Выпустив своих товарищей по камере, Магомет с винтовкой в руках появился на пороге караульного помещения внутренней охраны. Можно себе представить, какое впечатление произвел он на караульных. Ведь и тогда, когда он, связанный, приведен был в тюремный двор, они с невольной робостью смотрели на его громадную фигуру и на его страшную бороду. А теперь руки у него были свободны, и в руках — винтовка. Одиннадцать человек лежало на нарах, и ни один, глядя на эту винтовку, пальцем не посмел шевельнуть, пока товарищи Магомета по камере забирали винтовки, гранаты и патроны — все, что было в оружейной пирамиде.
Потом захлопнулась дверь, заскрипел ключ в замке. Внутренний караул оказался в плену у заключенных: стены крепкие, на окнах решетки, и никакой сигнализации из этого помещения нет. Однако и заключенные, выпущенные из камер, вооруженные, сделавшиеся хозяевами тюремного барака, сами оставались в плену.
Что могли сделать их двенадцать винтовок против запертых ворот и высоких стен, против пулеметов, расставленных на вышках по углам? Если бы фашисты сразу узнали о том, что произошло в тюрьме, они уничтожили бы заключенных сразу. Но они не знали. А заключенным пришлось, пользуясь ночной темнотой, подрываться под стену, копать тяжелую, слежавшуюся землю.

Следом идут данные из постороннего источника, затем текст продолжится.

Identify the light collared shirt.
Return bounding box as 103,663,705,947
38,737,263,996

Копали — и казалось, что работа идет слишком медленно, а короткая весенняя ночь бежит слишком быстро, что не хватит этой короткой ночи. Копали с остервенением: за спиной стояла смерть, а впереди — свобода. И, наконец, перед рассветом, когда сумрак особенно густ, а воздух особенно влажен, поодиночке выползли узкой лазейкой наружу. Здесь и дышалось легче, и лес — рукой подать, тюрьма стояла на самой окраине местечка.
Это было в ночь на пятое мая 1942 года.
Освободились из тюрьмы не все: некоторые оробели, испугались трудностей побега. А арестованные полицаи, чувствуя себя виноватыми перед народом еще больше, чем перед немцами, добровольно остались в своих камерах.
Утром, когда обнаружилось, что внешний караул охраняет только замок на воротах, а внутренний караул заперт, гитлеровцы расстреляли и оплошавших охранников и не рискнувших убежать пленных.